Ransomware is one of the fastest-growing forms of cryptocurrency-based crime and perhaps the most dangerous in its real-world implications given the types of organizations that are frequently attacked. But as we’ve discussed previously, the number of bad actors responsible for these widespread attacks is surprisingly small. While there are a seemingly endless number of individual ransomware strains, the ransomware affiliates who actually carry out the attacks frequently switch between multiple strains. Not only that, but the infrastructure providers that attackers rely on to carry out attacks, as well as the money launderers they work with to liquidate funds extorted from victims, also tend to work with several different strains. By taking action against the biggest players in each of those groups, law enforcement can have an outsized impact and disrupt the operations of multiple strains. We saw an example of this strategy in action earlier this year when U.S. authorities arrested a prominent affiliate for Netwalker, which to that point was one of the world’s most prolific ransomware strains.
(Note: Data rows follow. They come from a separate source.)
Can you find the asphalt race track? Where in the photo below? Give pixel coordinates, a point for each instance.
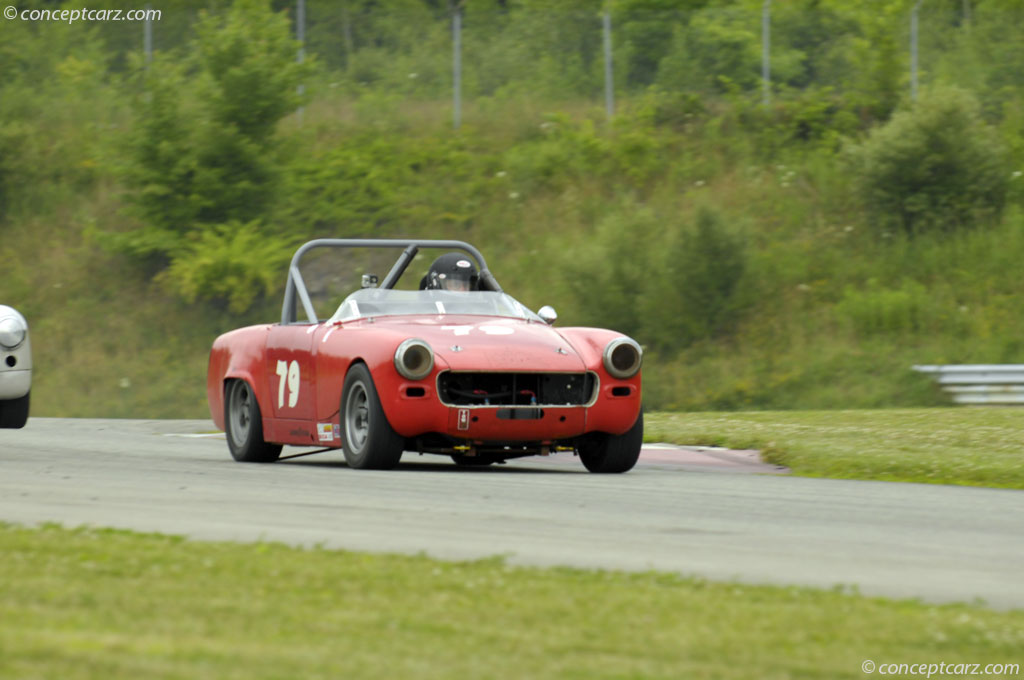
(709, 513)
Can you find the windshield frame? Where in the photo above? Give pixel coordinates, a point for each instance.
(377, 302)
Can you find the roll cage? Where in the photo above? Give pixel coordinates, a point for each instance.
(295, 288)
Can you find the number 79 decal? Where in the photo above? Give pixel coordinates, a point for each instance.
(288, 373)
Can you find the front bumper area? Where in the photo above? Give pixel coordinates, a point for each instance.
(14, 384)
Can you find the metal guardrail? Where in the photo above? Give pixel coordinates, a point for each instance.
(980, 383)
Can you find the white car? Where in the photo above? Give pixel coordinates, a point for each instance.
(15, 369)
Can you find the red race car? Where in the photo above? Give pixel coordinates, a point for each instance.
(455, 367)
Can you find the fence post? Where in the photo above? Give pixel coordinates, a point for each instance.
(766, 52)
(913, 50)
(147, 34)
(457, 64)
(300, 35)
(609, 86)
The arrest resulted in NetWalker’s shutdown, and blockchain analysis suggests the affiliate also carried out attacks for other strains like Ragnar Locker and Sodinokibi. In other words, arresting one affiliate allowed law enforcement to strike a blow against three prominent ransomware strains. Although ransomware developers may be primarily based in Russia, the supply chain of actors who enable ransomware operations is global, and each link provides North American law enforcement an opportunity to disrupt their operations.